A panoramic photograph of Malham Cove in North Yorkshire.

DHEZ Solutions 1

Things are speeding up at Bradford’s Digital Health Economy Zone and I was really happy to take part in their first digital health solutions session. After a quick visit to see Cobden’s Free Trade and Peace statue in the Wool Exchange I walked through the shining Broadway shopping centre to Kala Sangam. The DHEZ’s new offices will soon be opening nearby and there’s a real buzz in Little Germany.

Mark from Konnektis was there already with his wonderful system for helping people collaborate to deliver better care. Konnektis were recent winners of the IoTUK|Boost programme and it’s great to see such close collaboration in West Yorkshire.

The day was divided up into three sessions each led by someone from the NHS with a challenge they wanted to explore.

 

Workforce

In the workforce session we heard how the NHS “needs more people, but a lot of people don’t understand the opportunities”. I don’t know how recruitment works for clinical positions and I didn’t know that the NHS recruit for a lot of non-clinical roles too.

I began to wonder. How does the NHS currently engage with people like me and make it known that they want to hire?

If the NHS struggle to hire good people might it be because other people have had similar experiences?

If so then the NHS’s engagement with the DHEZ and the connections that gives it to technologists is a great opportunity for improvement.

 

Self-care

GPs are a scarce, expensive, and hugely powerful resource. Yet most of their time is spent dealing with health issues that could have been dealt with by patients themselves. This is especially true if families and communities can help too.

Most patients would prefer this. Very few of us want to see a GP unless we need to.

I was really excited to see the focus that almost everyone at the event had on fixing this issue but a bit worried by some the ideas we had on what to do next.

A better way forward might be to look at My health tools in Kirklees. It already exists, it works, and it could be copied in Bradford quickly and easily.

Similarly, instead of “building a hub where people will come” why not work with the hubs that already exist?

Health is about active lifestyles in sports centres, education in libraries and museums, and decisions in supermarkets, GPs offices, and pharmacies. Maybe that’s where any new health service hub should be, somewhere like a Playbox.

Has this already been tried? Did it work? I don’t know but surely somebody does. We should definitely find out before we try building new hubs.

 

Urgent care

The value in having more easily accessible health records is obvious; if I fall ill I want the people who care for me to have accurate information as quickly as possible.

The dangers are obvious too; I wouldn’t want everyone to know if I had a problem with incontinence.

The NHS is trying really hard to sort out its health records problem but no-one seemed to know how well it’s doing. I’ve heard a lot about Ripple OSI in Leeds but no-one mentioned it on the day. Is there a risk that we're designing new tools when good ones already exist?

What worried me most was that lots of people at the meeting were clear that records should only be shared where a use for that data had been identified and consent obtained from the person generating the data.

I understand that concern but innovation will be slower and more expensive if we already know the answers we’re allowed before we start asking questions. Might we be better collecting more data, even if we don’t know what we’re going to do with it?

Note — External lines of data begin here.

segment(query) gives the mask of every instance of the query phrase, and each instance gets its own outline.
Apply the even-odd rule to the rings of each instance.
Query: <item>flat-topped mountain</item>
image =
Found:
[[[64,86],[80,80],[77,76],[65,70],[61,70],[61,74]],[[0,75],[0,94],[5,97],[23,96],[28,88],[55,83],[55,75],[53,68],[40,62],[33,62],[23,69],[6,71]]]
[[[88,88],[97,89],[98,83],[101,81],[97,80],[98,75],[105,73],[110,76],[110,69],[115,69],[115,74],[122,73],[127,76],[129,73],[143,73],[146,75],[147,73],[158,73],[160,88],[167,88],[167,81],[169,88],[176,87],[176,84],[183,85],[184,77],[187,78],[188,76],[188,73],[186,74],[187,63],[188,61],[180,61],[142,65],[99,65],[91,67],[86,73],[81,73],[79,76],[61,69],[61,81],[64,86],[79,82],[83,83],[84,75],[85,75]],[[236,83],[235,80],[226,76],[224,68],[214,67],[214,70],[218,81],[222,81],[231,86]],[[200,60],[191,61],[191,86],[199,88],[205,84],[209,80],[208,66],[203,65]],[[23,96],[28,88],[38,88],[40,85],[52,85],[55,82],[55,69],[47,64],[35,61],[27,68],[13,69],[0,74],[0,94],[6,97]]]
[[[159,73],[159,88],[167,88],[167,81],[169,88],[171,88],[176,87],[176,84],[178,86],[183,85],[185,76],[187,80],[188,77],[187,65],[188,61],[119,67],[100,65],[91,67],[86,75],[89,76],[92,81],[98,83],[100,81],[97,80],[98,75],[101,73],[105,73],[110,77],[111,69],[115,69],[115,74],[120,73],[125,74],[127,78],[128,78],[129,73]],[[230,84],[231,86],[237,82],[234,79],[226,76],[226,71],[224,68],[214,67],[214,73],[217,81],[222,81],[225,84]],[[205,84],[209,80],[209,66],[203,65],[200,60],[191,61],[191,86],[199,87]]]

That would keep our options for innovation open.

I'm sure this debate is happening within the NHS. Could we use the DHEZ to bring that debate into the public?

In summary

Physical changes to healthcare are extremely controversial. Just look at the anger about closing Huddersfield A&E. Procedural and software changes should be much easier but they seem to be happening too slowly to avert the NHS' funding crisis.

I see three big problems where technologists and the NHS aren’t yet seeing eye to eye.

  1. Technologists aren’t used to dealing with geographies as small as NHS trusts; I don’t think I’d ever consider doing something differently in Kirklees to Bradford.
  2. Technologists don’t currently feel welcome in the spaces for innovation that the NHS has created.
  3. The innovation process in a patient-centred and cautious NHS is frustratingly slow for many people outside it. The backlash against Samaritans radar put off me off going anywhere near healthcare innovation.

Perhaps these obstacles are for the best. There's a decent argument that the NHS needs a different innovation model where “moving fast and breaking things” isn’t an option.

Proponents of that alternative need to be clearer about how much more expensive that’s going to be. Then we, the British public, need to decide whether we'll willing to pay for it.